WASHINGTON – The Postal Service lost $354 million over the last three months, and officials warned that mounting losses could lead to cash flow problems for the rest of the year, the agency said Friday.
The loss was far less than the $1.3 billion in the comparable quarter the previous fiscal year, but Postmaster General Patrick Donahoe continued to press Congress to give the agency more flexibility to manage its finances.
The report for the financial quarter ending December 31 comes as Congress works toward fixing the agency’s troubled finances. On Thursday, the Senate Homeland Security and Governmental Affairs Committee approved a bill that would end Saturday mail delivery and make permanent a temporary hike in the cost of a first-class stamp, which went from 46 to 49 cents on Jan. 26.
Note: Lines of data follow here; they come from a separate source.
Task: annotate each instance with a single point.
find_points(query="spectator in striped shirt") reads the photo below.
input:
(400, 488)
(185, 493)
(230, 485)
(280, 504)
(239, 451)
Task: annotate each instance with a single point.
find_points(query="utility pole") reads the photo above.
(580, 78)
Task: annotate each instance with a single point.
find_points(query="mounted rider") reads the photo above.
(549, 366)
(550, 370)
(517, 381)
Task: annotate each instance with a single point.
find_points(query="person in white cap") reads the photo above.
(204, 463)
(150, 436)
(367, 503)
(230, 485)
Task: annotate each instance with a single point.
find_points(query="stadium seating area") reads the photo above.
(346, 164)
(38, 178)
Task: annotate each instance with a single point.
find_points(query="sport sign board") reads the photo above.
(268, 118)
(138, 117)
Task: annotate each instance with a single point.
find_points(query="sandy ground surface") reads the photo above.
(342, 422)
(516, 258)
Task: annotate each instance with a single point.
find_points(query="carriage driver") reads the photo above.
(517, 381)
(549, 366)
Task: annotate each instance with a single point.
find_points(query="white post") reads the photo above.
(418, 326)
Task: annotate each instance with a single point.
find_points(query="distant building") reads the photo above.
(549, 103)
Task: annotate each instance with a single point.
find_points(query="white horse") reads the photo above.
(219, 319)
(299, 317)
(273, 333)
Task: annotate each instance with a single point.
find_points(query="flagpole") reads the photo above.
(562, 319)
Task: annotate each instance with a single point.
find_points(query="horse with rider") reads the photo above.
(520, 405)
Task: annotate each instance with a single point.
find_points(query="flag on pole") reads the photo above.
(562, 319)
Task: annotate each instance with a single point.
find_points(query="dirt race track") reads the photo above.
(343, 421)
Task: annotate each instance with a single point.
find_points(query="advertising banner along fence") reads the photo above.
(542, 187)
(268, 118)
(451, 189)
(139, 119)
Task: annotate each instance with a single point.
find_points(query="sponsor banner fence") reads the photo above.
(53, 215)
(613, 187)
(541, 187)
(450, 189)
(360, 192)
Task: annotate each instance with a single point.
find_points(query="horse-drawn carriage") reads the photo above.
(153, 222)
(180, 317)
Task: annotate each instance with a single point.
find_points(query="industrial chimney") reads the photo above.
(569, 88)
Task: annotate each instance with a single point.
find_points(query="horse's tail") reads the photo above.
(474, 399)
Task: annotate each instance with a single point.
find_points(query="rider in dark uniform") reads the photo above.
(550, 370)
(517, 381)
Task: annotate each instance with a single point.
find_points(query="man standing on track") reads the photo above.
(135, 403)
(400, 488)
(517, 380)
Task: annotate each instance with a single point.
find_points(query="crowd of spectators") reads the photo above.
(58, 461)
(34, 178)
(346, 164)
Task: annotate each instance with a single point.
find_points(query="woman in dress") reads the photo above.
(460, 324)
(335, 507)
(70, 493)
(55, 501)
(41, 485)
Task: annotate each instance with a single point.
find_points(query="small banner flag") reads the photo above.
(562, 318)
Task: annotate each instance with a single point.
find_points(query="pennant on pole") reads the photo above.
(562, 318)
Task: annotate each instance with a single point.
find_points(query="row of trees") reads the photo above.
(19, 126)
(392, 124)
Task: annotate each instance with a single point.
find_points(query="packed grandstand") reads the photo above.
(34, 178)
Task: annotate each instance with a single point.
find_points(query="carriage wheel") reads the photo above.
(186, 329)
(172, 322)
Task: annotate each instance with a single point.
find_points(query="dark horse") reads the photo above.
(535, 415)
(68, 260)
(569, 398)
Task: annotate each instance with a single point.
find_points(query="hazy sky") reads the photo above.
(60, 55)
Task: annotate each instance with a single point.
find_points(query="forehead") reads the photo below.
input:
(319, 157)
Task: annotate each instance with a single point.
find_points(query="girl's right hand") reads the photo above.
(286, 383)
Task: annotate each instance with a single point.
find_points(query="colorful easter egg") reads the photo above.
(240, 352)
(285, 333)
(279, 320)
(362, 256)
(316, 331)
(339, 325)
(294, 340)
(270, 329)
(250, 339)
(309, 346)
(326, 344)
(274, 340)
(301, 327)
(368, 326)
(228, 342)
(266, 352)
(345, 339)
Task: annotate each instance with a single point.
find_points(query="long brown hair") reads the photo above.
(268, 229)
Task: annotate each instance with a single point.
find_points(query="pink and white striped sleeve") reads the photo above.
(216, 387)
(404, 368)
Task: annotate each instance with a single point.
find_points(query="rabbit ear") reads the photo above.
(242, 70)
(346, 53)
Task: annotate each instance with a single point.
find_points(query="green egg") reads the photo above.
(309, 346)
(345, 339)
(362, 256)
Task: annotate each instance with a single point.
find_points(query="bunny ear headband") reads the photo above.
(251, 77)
The Senate measure also would restructure a congressional requirement that forces the agency to make a $5.6 billion annual payment for future retiree health benefits. The Postal Service has been urging Congress to reform the service’s finances as it continues to cope with steep financial losses. The Postal Service lost $5 billion in the last fiscal year, down from $15.9 billion in 2012.
“We cannot return the organization to long-term financial stability without passage of comprehensive postal reform legislation,” Donahoe said.
On the positive side, the Postal Service said revenue grew by $334 million, driven by a 14.6 per cent growth in shipping and package services that saw a boost from the holiday season. But first-class mail declined 4.6 per cent, as more customers shift to the Internet to pay bills and send emails.
Postal unions have complained that the Senate bill goes too far in calling for an end to Saturday mail delivery once mail volume drops below 140 billion pieces over four consecutive quarters. They claim the move would hurt consumers and lead to thousands of job cuts.
“Today’s Postal Service figures for the first quarter of 2014 are highly encouraging and show why the postal network must be maintained and strengthened, not degraded,” said Fredric Rolando, president of the National Association of Letter Carriers.
The bulk of the agency’s financial problems stem from the federally mandated annual payments to cover expected health care costs for future retirees. It has defaulted on three of those payments and warned Friday that it is likely to default again when the next payment is due on Sept. 30.
The federal budget bill that Congress approved last month requires six-day delivery to continue, meaning the U.S. Postal Service won’t be able to cut Saturday mail anytime soon.